Sen. Johnson Recognizes Wisconsin Mother Advocating for Fentanyl Overdose Awareness, Securing Southern Border

OSHKOSH – Last week, U.S. Sen. Ron Johnson (R-Wis.), member of the Homeland Security and Governmental Affairs Committee, led a roundtable on the crisis at our southern border to discuss the negative impacts of open border policies and bring awareness to the deadly effects of the unregulated fentanyl. Roundtable panelist Lauri Badura, mother of a fentanyl victim and founder of Saving Others For Archie, spoke extensively about her advocacy for national action in the opioid epidemic. On Sunday, Lauri appeared on Fox and Friends Weekend to bring awareness to the fentanyl crisis and urge the Biden administration to take action to prevent the flood of fentanyl through our southern border.

“I'm pleading with our administration to do something. We have to do something about this border. It's flooding. It's killing our families. We're losing our nation of young adults,” said Lauri Badura.

In an effort to combat the growing fentanyl crisis, Sen. Ron Johnson introduced the Stopping Overdoses of Fentanyl Analogues (SOFA) Act in 2017, 2019 and 2021 to give law enforcement enhanced tools to combat the opioid epidemic and close a loophole in current law that makes it difficult to prosecute crimes involving some synthetic opioids. The Trump Administration enacted SOFA through regulation in 2018, and Congress has extended the regulation multiple times since then. The current regulation is set to expire at the end of 2022.  Sen. Johnson continues to call on his colleagues in Congress to pass the SOFA Act to put these changes into law.   

Lauri’s full segment on Fox & Friends can be found here. Highlights are below.

On losing her son to fentanyl

“No mother wants to wake up and have to find the news that their child has been taken. This is something that is taking over America. This is the biggest crisis, I think, that we've ever faced as a nation. My son was 19 years old, and it was 2014. So this is really when fentanyl wasn't even talked about. It was a substance that was laced, and he had no idea that he was not going to wake up and that he was going to die. Archie was beautiful – blue eyes, kind-hearted and full of life. And our family is devastated. My husband Andy and my son Augie, we go every single day with our hearts broken, and we refuse to not tell others across America. My plea today is not just to parents. It is to the public. This is something that we need to do as a country. We need to. We have so much the DEA is bringing in – all of these drugs that they're stopping. But what about the drugs that they're not stopping? That's getting into all of our family members, and it could be your nephew, your cousin.

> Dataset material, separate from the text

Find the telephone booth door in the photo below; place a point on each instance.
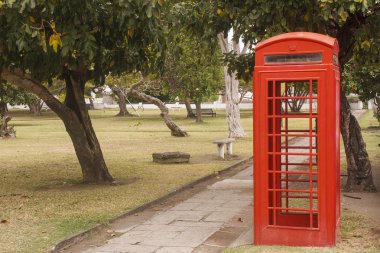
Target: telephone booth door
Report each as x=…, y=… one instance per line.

On advocating for fentanyl overdose awareness

“I tell you, I started this billboard campaign. It's in Times Square. I did it with Song for Charlie and Love, Logan – two other parents that lost their children along with 16 other faces. Just because of this day, it's in Manhattan. I'm asking people to please go and look at that billboard on the corner of Broadway and W 43rd St., and please, look up. I asked the mayor. I asked HHS. I didn't hear from anybody in New York, but we have to work together as a nation. And I'm pleading with our administration to do something. We have to do something about this border. It's flooding. It's killing our family. We're losing our nation of young adults.”